Das hat man dann versucht, indem man die Unternehmensteile mit besonders niedriger Wertschöpfung ausgegliedert oder an Fremdfirmen übergeben hat. Das sah auf der Bilanz natürlich erst einmal sehr gut aus. Die Wertschöpfung stieg und damit natürlich auch die Profitquote des eigenen Unternehmens. Da lag daran, dass man die Aufgaben die viel Arbeit erfordern, aber in der bis dato gültigen Buchhaltung keinen großen Anteil am Profit zugerechnet bekamen, nun nicht mehr in der Kostenbilanz auftauchten. Stattdessen tauchten sie jetzt in einem anderen Posten auf, nämlich dem für Aufträge an andere Unternehmen. Also nur Zahlenschieberei und sonst alles wie bisher?
Nicht ganz.
Die Vergabe von Aufgaben an Fremdunternehmen verursacht mehr Arbeit. Das eigene Unternehmen muss Aufträge schreiben und vergeben. Das andere Untenehmen muss sie kontrollieren und annehmen. Das eigene Unternehmen muss die Kontrolle übernehmen und so weiter. Und das kann manchmal noch das kleinere Problem sein. (Tatsächlich sind die Fremdunternehmen teilweise direkt in der Fabrik untergebracht um die Koordinationsprobleme zu minimieren.) Das wichtigste Problem ist, dass die anderen Unternehmen das gleiche Ziel haben. Auch sie wollen Profite haben. Es ist egal, ob das was sie tun früher wenig Profit abwarf. Jetzt sind sie ein Unternehmen das eine unentbehrliche Aufgabe erfüllt und sitzen was den Preis angeht am längeren Hebel. Denn die Firma kann es nicht mehr selbst tun. Plötzlich hat man ein Unternehmen mit maximaler Wertschöpfung, das trotzdem Verluste macht.
Heizungen
Manchmal ist es sinnvoll einen Teil des eingesetzten Aufwandes trotzdem zu ignorieren. Aber man muss sehr genau wissen, weshalb man das wozu tut. So verwendet man bei Brennstoffen für Heizungen sehr oft den unteren Heizwert von Brennstoffen. Praktisch alle Brennstoffe bestehen aus Kohlenwasserstoffen (oder es ist Wasserstoff). Wenn man damit heizt, entsteht bei der Verbrennung Wasserdampf. Dieser Wasserdampf könnte noch kondensiert werden, wobei nochmal relativ große Energiemengen frei würden. Bei Heizöl macht das etwa 5% der Energiemenge aus, bei Methan etwa 10% und bei reinem Wasserstoff ungefähr 20%.

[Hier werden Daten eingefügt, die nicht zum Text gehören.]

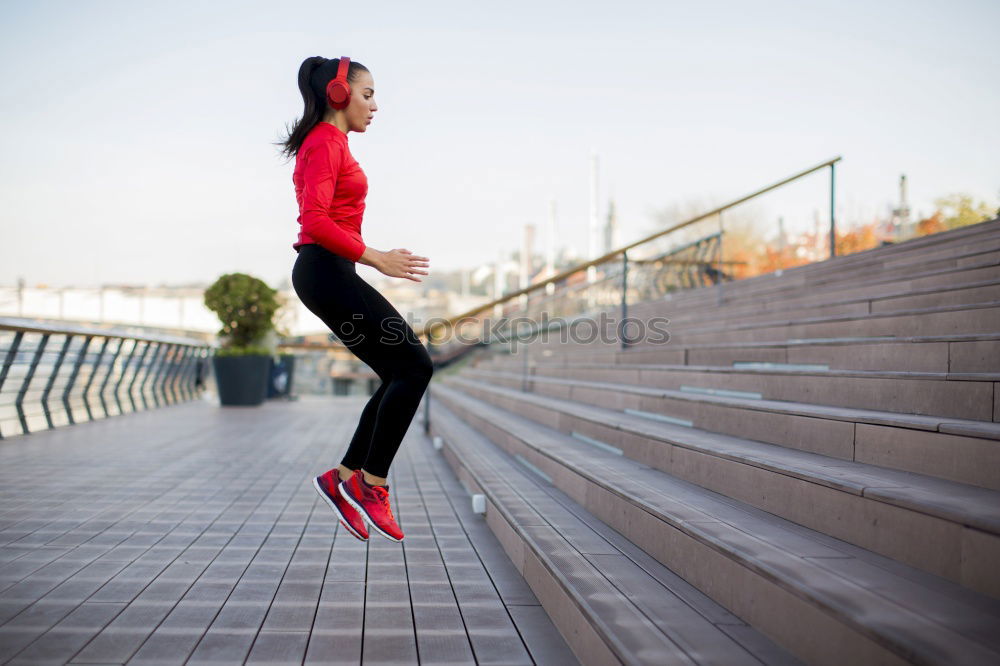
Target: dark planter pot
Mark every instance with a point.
(242, 380)
(282, 375)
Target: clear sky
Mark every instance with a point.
(137, 136)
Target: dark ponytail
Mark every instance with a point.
(314, 74)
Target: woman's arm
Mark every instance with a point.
(395, 263)
(319, 183)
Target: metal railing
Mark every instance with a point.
(636, 272)
(58, 373)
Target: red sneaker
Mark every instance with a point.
(372, 502)
(326, 485)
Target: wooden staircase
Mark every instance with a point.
(807, 472)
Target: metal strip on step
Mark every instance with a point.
(765, 365)
(599, 444)
(521, 459)
(660, 417)
(722, 392)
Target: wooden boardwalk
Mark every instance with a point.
(192, 534)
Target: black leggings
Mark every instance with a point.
(375, 332)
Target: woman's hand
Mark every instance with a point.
(396, 263)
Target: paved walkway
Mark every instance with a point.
(192, 534)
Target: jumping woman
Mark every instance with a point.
(330, 188)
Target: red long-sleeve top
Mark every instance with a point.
(330, 188)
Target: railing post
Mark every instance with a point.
(90, 380)
(621, 332)
(107, 377)
(135, 376)
(427, 397)
(19, 403)
(9, 360)
(721, 276)
(833, 214)
(81, 356)
(52, 380)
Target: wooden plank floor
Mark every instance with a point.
(192, 534)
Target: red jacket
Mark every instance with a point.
(330, 188)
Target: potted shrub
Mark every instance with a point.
(245, 305)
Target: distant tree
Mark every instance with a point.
(931, 225)
(959, 210)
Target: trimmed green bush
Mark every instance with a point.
(246, 306)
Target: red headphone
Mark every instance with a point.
(338, 92)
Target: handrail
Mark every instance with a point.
(29, 325)
(92, 382)
(562, 275)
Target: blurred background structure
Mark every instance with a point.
(803, 469)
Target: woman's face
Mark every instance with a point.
(362, 107)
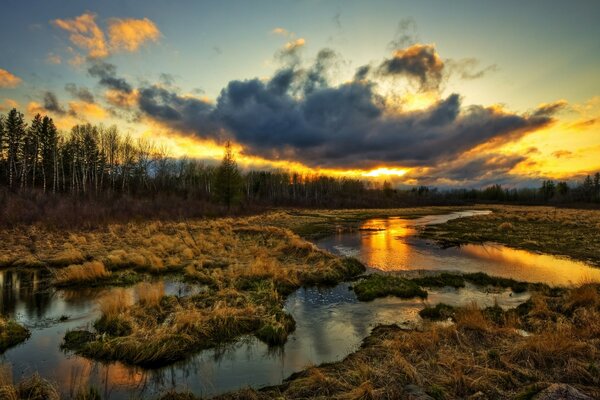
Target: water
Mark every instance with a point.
(330, 323)
(391, 245)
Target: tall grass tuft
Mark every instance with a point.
(87, 272)
(150, 294)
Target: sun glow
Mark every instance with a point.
(384, 171)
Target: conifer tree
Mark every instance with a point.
(228, 180)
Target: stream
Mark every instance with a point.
(330, 322)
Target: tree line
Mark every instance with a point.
(93, 161)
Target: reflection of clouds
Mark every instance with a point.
(390, 244)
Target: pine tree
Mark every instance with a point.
(228, 181)
(15, 132)
(48, 153)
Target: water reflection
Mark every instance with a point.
(391, 245)
(331, 323)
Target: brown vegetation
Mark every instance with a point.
(480, 355)
(561, 231)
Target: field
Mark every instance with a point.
(245, 267)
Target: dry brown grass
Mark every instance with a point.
(115, 303)
(477, 356)
(31, 388)
(561, 231)
(87, 272)
(150, 294)
(470, 317)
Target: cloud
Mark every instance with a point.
(107, 75)
(81, 93)
(281, 31)
(8, 80)
(585, 124)
(298, 115)
(121, 99)
(85, 34)
(469, 69)
(8, 104)
(419, 61)
(84, 110)
(546, 109)
(347, 126)
(52, 105)
(562, 154)
(295, 44)
(130, 34)
(406, 34)
(52, 58)
(124, 34)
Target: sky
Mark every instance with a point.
(450, 94)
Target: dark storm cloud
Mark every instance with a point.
(419, 61)
(297, 115)
(345, 126)
(52, 104)
(550, 108)
(107, 75)
(184, 113)
(406, 34)
(469, 68)
(81, 93)
(490, 166)
(316, 76)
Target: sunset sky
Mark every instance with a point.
(461, 93)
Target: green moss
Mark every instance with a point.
(441, 280)
(114, 326)
(482, 279)
(11, 334)
(75, 340)
(376, 285)
(440, 312)
(275, 333)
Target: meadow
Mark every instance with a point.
(244, 268)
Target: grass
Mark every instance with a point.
(11, 334)
(31, 388)
(476, 278)
(88, 273)
(439, 312)
(481, 355)
(569, 232)
(376, 285)
(249, 272)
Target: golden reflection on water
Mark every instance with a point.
(385, 244)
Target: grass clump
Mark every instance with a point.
(559, 231)
(377, 285)
(483, 279)
(89, 273)
(480, 356)
(439, 312)
(275, 333)
(441, 280)
(31, 388)
(11, 334)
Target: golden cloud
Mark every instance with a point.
(294, 44)
(87, 110)
(85, 34)
(8, 104)
(8, 80)
(123, 35)
(121, 99)
(53, 58)
(130, 34)
(280, 31)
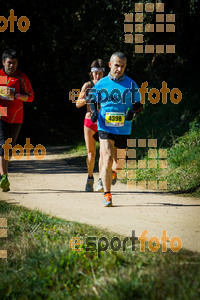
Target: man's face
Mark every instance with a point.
(117, 66)
(10, 65)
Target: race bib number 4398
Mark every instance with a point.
(114, 119)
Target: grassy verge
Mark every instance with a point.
(41, 265)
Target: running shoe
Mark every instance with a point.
(114, 178)
(107, 201)
(4, 183)
(99, 187)
(89, 185)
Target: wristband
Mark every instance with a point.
(17, 95)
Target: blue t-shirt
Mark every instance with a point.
(115, 98)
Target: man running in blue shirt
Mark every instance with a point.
(119, 99)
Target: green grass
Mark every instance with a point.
(41, 265)
(183, 164)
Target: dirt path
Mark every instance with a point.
(56, 184)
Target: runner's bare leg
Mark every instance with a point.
(107, 150)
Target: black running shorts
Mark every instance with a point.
(8, 130)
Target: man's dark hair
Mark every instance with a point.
(119, 55)
(9, 53)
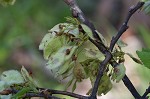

In den meisten Heizungkesseln wird diese Wärme nicht genutzt, weil der Wasserdampf mit dem Abgas an die Außenluft abgegeben wird. Nun schauen die meisten Verbraucher nicht die technischen Daten ihrer Heizungen. Genauso wie sie nicht ausrechnen, wieviel der Strom kostet, den eine Glühbirne verbraucht. Wenn man Heizöl und Erdgas strickt nach Brennwert verkauft, dann würden sich bald die Nutzer von Erdgas bald beschweren, dass weniger Wärme in ihrer Wohnung ankommt, als sie bezahlt haben.
Deswegen werden Erdgas und Heizöl nicht nach Brennwert, sondern nach dem unterem Heizwert verkauft. Man tut den Verbrauchern den Gefallen, dass man die ungenutzte Energie, in Form von Wasserdampf, von Anfang an heraus rechnet. Das war auch alles schön und gut, bis erste Anlagen auftauchten, in denen der Wasserdampf nun doch kondensiert und zum Heizen benutzt wurde.
An dem Punkt hätte man bei diesen Anlagen eigentlich sofort zurück zum Brennwert gehen müssen. Denn endlich hatte man Heizungen, die die komplette Energie aus der Verbrennung auch für die Heizung hätten nutzen können. Aber der Heizwert wurde natürlich schon überall inflationär benutzt, so sehr, dass man solche besseren Anlagen als Brennwertkessel bezeichnete. Anstatt also vernünftiger Weise den Brennwert des Brennstoffsanzugeben, machte man lieber Werbung mit höherer Effizienz der Heizung. Die ging dann auch schon mal über 100% hinaus, was für einen Heizkessel vollkommener Blödsinn ist, aber in der Werbung natürlich gut aussieht.
Die Werte über 100% kamen nicht daher, dass mehr Energie entsteht als aus den Brennstoffen selbst heraus kommen kann. Sie kommen daher, dass man einen Teil der Energie früher nicht genutzt hat.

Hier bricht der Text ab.